What you need to know

The buy-to-let market has been growing at an exponential rate, causing fears that it is unsustainable and that the market poses a risk to financial stability in the UK. In 2015, the value of the market increased by 39%, as lending reached £37.8 billion. The vast majority of lending is arranged through intermediaries and the re-mortgage segment of the market currently dominates in terms of lending. The proportion of landlords among the adult population has not increased in 2015, indicating that growth in the market is coming from re-mortgaging or the expansion of existing property portfolios.

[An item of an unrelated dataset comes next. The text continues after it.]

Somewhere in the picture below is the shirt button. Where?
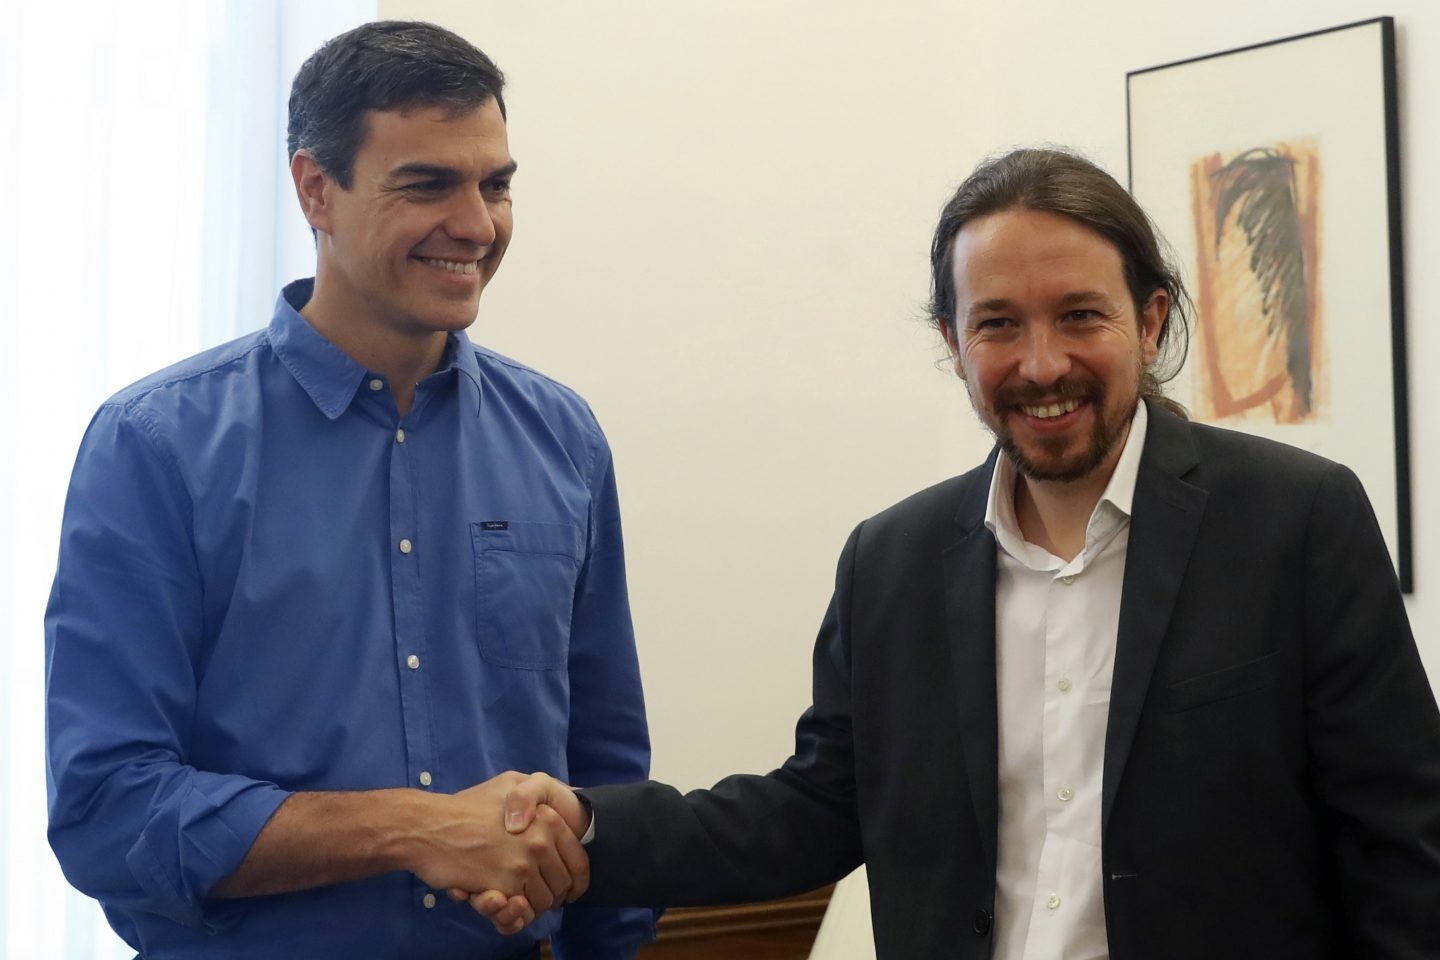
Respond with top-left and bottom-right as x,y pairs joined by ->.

In the 2015 Summer Budget and Autumn Statement, Chancellor George Osborne announced a number of new changes that will impact the buy-to-let market over the coming years. An increase in stamp duty for buy-to-let properties from April 2016 and reductions in tax relief being phased in from April 2017 are the main causes for concern, as some investors will find that their properties are no longer profitable and may even be driven to sell. Lenders have reacted by tightening criteria to mitigate new risks and strengthening communication channels to help borrowers reach the best decisions. They have also been preparing for the European Mortgage Credit Directive (MCD), which came into effect on 21 March 2016, by aligning documentation and processes to comply with the new legislation that classifies some borrowers as ‘consumer buy-to-let’ (CBTL) landlords.

This Report analyses the buy-to-let mortgage market, covering the impact of the regulatory upheaval, the outlook for buy-to-let mortgage lending and the changing shape of product distribution. Mintel’s consumer research explores product ownership, consumer understanding of regulatory changes, and attitudes towards rental property investment.